North and south Newport
For this exercise, I decided to consider "North Newport" the developed part of River Drive north of Newport Parkway. (The southwest corner of Newport Drive and 14th Street is clearly a parcel that hasn't been developed yet, not a public or semipublic green space; the same holds true for the piers.) South Newport is considered the part of Newport that extends from Newport Parkway down to Thomas Gangemi Drive east of Washington Boulevard. I was also interested in how much of the open space is given over to car use (storage, mostly). Finally, I disregarded the street, considering it public right-of-way. Here is the map yielding the polygons I used.

So, for north Newport, we find that:

  • 3.83 acres are covered by buildings
  • 1.46 acres are green space
  • 0.00 acres are "car" space
This means that there are a total of 5.29 developed acres in North Newport, of which a mere 27.6% is "open space", arranged as part of the riverside park and a small plaza.

For south Newport, by contrast:

  • 12.48 acres are covered by buildings
  • 10.32 acres are green space
  • 3.48 acres are "car" space
Summing this up, we see that there are 26.28 total acres in south Newport, of which 13.8 acres are "open space", some 52.5% of the site. A surprisingly low 33.7% of the "open space" is actually devoted to cars: its high visibility has urban fabric-destroying impact, however.
Actually, the site plan shows even more open space, perhaps as much as 60%
But what about the undeveloped parcels? There are three undeveloped sites around Newport Green Park, totaling 13.06 acres. Assuming they are developed to the same density as north Newport^^, that yields 3.60 acres of open space, or 9.6 acres covered by buildings^^^.

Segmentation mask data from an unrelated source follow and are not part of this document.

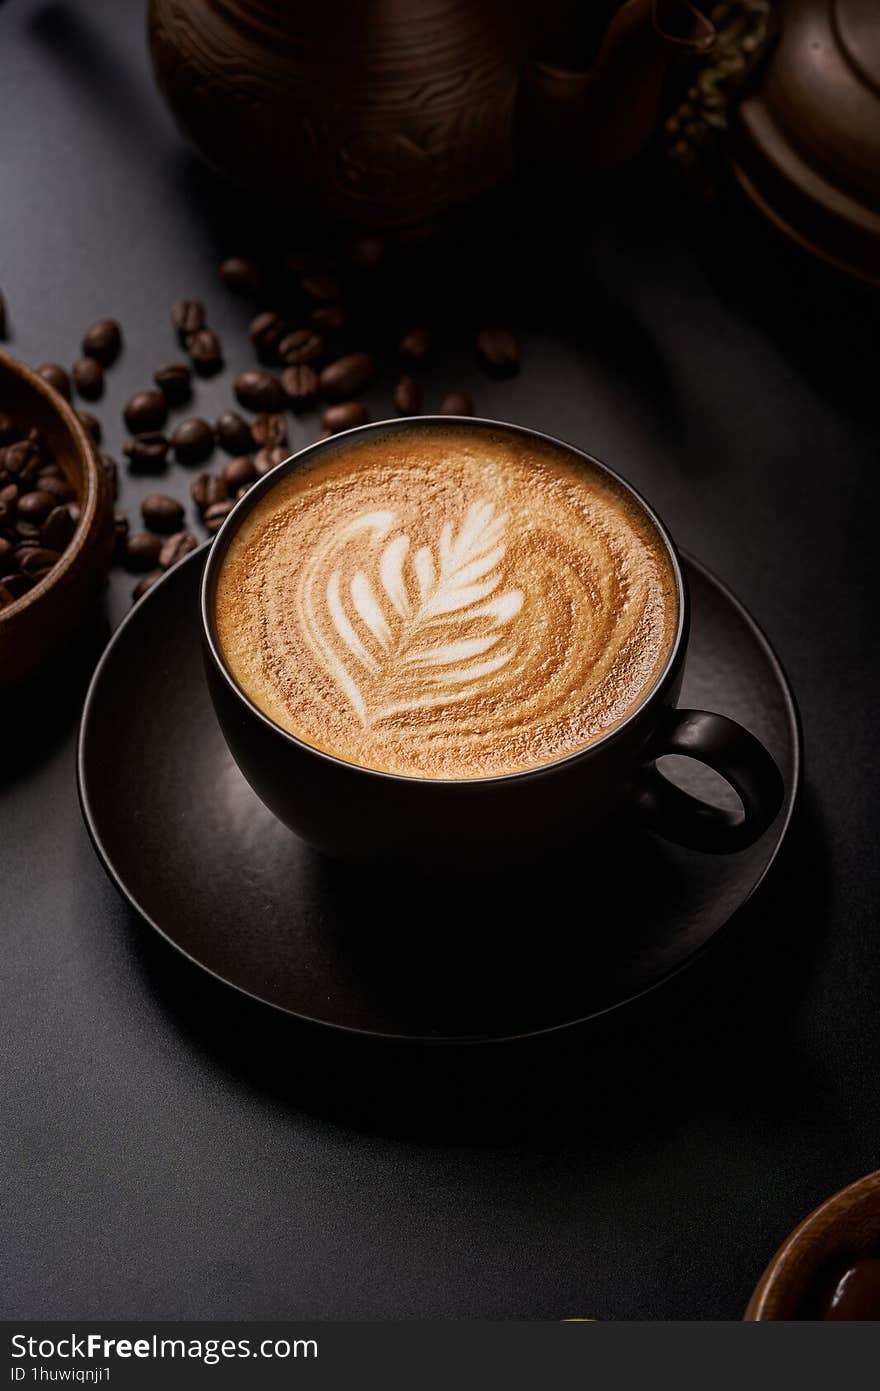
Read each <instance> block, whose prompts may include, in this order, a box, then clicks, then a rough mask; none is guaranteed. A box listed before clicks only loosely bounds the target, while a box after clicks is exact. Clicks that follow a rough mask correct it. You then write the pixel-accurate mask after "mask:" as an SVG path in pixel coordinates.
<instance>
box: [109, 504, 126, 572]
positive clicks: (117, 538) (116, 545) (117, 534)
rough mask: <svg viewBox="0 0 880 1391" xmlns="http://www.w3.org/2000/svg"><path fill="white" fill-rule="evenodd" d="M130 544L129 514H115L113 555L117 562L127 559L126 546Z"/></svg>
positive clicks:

If we consider "greater north Newport" to be the sum of developed north Newport + undeveloped north Newport + Newport Green Park (4.93 ac), that yields 24.02 acres. According to our methodology, 9.99 acres of that will be open, or 49.6% of the site. This compares favorably with south Newport's 52.5%.
Can this be replicated elsewhere in Newport?
Yet because of choices in how the "open space" is placed, north Newport's 49.6% will be far more effective, and far more heavily used, than south Newport's 52.5%.

That's because north Newport's open space won't be decanted into small enclosure-destroying plazas and port-cocheres the way south Newport's were. Instead, it'll be concentrated into one well-sized neighborhood park, a place that's already well-loved, despite the fact that but a single development abuts it.

* It is notable that the Erie-Lackawanna's other predecessor railroad, the Delaware, Lackawanna & Western, had built what was perhaps the best non-Pennsylvania Railroad freight route from New York west. But when I-80 was built through Paterson, the State bought part of the E-L's low-grade mainline; freight movements on the replacement route, a commuter branch now part of the New Jersey Transit's Montclair-Boonton Line, proved less than ideal (and is, in fact, cited as a contributing factor as to why the E-L failed to outcompete its collapsing competition). Had the E-L retained the track connection through Paterson, it is likely that Conrail would have favored that -- shorter -- mainline to Buffalo, which in its turn would have favored more intensive passenger use of the Water Level Route -- today's Empire Corridor.

** Which should have been preserved and renovated IMO.

*** Or possibly just the success of Battery Park City (built by the same developer). Though, that said, Battery Park City has perhaps the blandest streetscape of any Manhattan neighborhood.

^ Incidentally, fully planned as early as 1939, which helps explain the unusual insertion of a Main Street when similar postwar projects (cf. Lafayette Park, Co-op City) favored small strip malls.

^^ Which may or may not be likely.

^^^ But what about streets? There has to be automobile access, especially on the huge northernmost parcel!